Editor’s Note: Today’s post comes from Maria Elena Cantilena, a PhD student in History at University of Trieste (Italy). Her research focuses on drug consumption in Italy during the 1960s and 1970s, exploring how its image changed in public opinion and medical debate, in the context of new legislative approaches.

On 5th May 1954, the Italian writer Dino Buzzati published «Il Morfinomane» (The Morphine Addict) in the newspaper «Il Corriere della Sera». In this short article, he described the morphine addict as a decent man who is hanging around the city looking for night-shift chemists, using these words:
«He is an old man, elegantly behaved, old-fashioned, he could be a duke, a notary or a judge. … He is a regular there, he is decent and indifferent. Chemists know him already; they call him ‘Commander’ and treat him like a high-value client».
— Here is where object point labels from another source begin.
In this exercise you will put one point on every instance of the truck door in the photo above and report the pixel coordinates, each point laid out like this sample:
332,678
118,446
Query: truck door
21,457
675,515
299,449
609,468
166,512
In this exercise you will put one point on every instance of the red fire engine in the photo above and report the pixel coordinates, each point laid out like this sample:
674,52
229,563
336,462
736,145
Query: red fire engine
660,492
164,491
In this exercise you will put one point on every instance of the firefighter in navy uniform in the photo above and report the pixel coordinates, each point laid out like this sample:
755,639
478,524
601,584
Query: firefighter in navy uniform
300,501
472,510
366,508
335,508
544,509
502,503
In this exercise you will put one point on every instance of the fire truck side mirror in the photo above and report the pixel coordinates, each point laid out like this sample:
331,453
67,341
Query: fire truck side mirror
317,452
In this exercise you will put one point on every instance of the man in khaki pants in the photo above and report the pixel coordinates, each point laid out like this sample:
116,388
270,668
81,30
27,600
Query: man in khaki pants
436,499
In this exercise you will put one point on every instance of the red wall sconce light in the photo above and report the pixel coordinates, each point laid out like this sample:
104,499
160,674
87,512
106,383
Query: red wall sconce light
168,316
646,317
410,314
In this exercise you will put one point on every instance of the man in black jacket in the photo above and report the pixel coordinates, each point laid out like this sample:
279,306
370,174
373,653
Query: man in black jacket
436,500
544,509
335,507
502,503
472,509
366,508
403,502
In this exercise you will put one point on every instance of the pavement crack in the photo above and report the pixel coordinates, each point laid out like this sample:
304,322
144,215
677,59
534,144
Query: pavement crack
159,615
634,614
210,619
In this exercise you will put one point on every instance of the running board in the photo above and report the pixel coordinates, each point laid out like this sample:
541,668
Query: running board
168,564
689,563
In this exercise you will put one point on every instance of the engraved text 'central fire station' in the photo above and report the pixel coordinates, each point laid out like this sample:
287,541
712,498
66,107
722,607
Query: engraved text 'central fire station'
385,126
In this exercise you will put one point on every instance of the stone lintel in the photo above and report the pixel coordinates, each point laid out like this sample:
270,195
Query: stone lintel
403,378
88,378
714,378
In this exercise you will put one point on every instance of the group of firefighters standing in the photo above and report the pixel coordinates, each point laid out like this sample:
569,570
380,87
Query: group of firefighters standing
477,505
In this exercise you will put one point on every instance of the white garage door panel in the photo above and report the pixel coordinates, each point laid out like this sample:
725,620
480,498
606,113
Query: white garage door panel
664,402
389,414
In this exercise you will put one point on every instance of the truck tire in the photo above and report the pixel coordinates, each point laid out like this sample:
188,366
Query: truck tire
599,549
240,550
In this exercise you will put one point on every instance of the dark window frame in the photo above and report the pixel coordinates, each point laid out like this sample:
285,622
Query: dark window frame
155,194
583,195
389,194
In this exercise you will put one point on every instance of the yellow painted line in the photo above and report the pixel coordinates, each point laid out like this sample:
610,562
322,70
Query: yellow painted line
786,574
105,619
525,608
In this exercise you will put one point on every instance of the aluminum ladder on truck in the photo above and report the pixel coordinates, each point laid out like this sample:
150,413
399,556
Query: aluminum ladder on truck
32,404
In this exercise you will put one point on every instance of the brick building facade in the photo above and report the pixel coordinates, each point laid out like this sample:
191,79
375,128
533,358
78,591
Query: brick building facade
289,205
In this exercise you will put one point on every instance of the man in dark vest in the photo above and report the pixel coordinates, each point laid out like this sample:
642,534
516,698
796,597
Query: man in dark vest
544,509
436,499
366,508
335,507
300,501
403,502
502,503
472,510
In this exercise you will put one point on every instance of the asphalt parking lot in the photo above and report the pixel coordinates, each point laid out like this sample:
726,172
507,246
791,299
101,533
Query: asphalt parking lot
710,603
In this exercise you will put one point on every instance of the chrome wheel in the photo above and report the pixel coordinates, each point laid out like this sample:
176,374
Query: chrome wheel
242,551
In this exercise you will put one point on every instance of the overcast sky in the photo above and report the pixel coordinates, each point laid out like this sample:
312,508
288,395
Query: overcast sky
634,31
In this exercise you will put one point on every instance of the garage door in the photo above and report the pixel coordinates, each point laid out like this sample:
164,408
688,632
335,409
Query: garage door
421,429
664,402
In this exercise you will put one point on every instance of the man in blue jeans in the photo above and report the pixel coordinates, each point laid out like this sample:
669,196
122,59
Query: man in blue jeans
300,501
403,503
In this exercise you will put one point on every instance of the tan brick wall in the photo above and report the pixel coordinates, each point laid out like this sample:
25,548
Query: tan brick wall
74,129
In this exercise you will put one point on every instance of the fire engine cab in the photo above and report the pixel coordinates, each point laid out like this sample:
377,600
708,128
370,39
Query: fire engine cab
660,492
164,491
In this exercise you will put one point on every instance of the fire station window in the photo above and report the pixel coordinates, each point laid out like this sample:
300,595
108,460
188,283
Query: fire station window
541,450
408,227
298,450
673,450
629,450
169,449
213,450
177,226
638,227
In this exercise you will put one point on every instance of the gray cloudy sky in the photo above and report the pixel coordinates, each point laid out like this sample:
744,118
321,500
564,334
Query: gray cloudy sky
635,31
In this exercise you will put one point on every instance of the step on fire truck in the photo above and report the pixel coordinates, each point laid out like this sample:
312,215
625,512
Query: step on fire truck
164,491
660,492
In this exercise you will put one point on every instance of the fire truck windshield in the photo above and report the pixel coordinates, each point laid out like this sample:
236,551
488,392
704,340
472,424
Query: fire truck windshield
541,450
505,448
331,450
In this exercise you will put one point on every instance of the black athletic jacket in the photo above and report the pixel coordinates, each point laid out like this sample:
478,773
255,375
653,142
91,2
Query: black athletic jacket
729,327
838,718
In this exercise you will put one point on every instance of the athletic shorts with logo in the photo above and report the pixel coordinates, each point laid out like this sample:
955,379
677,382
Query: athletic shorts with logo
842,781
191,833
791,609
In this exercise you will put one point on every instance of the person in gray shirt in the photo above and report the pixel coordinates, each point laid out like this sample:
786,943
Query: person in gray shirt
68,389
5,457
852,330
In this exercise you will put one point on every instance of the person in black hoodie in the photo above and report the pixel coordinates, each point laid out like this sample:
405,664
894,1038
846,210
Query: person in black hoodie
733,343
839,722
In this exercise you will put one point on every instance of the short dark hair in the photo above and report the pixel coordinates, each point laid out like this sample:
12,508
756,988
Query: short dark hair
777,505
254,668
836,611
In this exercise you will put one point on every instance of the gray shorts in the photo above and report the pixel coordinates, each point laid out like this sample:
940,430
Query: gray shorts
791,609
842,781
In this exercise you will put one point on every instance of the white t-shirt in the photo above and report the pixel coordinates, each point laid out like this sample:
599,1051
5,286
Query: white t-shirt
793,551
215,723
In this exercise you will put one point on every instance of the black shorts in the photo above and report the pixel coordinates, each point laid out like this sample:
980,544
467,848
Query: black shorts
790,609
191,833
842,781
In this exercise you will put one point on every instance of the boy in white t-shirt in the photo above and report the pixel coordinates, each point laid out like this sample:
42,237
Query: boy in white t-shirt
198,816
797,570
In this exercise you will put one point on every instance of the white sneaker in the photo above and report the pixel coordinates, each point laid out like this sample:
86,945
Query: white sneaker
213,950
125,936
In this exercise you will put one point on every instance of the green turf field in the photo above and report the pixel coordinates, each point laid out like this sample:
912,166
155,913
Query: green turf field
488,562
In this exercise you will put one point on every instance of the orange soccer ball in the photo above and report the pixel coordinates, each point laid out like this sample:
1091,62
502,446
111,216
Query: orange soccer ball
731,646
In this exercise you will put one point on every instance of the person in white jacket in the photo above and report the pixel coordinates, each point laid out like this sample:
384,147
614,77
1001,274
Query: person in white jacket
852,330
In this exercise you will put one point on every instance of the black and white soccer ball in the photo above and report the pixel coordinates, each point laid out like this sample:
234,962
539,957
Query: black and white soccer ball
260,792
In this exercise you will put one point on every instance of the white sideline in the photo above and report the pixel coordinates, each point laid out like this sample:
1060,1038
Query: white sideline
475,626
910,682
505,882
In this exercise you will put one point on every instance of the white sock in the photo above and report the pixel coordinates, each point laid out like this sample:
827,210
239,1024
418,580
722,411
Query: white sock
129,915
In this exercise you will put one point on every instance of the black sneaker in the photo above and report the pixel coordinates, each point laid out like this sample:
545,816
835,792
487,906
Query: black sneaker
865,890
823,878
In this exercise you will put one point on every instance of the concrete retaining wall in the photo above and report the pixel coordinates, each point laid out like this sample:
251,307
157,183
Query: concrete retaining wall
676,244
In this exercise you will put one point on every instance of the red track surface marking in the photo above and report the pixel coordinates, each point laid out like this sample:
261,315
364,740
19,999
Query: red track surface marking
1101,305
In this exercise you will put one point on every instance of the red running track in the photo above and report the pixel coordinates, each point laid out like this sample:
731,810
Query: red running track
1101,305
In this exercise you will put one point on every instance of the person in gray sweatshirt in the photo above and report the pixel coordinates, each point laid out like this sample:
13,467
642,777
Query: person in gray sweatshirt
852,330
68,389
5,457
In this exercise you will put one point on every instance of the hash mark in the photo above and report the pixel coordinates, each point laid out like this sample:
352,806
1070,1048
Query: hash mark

On 23rd 1954, the Socialist congressman Giuseppe Alberti declared in the Senate:
«Drug consumption is a madness made by people who live in idleness, who long for idleness, who poisoned themselves because of laziness. In such clubs, there are no workers coming after a ten, twelve hours shift, no farmers who have woken up before dawn, and there are no clerks who have to come to terms with restricted extra-pay».
Within the Italian public debate, drugs were seen as a vice-related with upper-middle-class and show business, which in the public eye consumed morphine and cocaine because of boredom and transgression. In 1954, a new drug law was approved: consumers and drug dealers had an equal status and were punished in the same way with jail time. If a drug user declared to be a drug-addicted, he could avoid jail, but he had to be admitted in a mental hospital.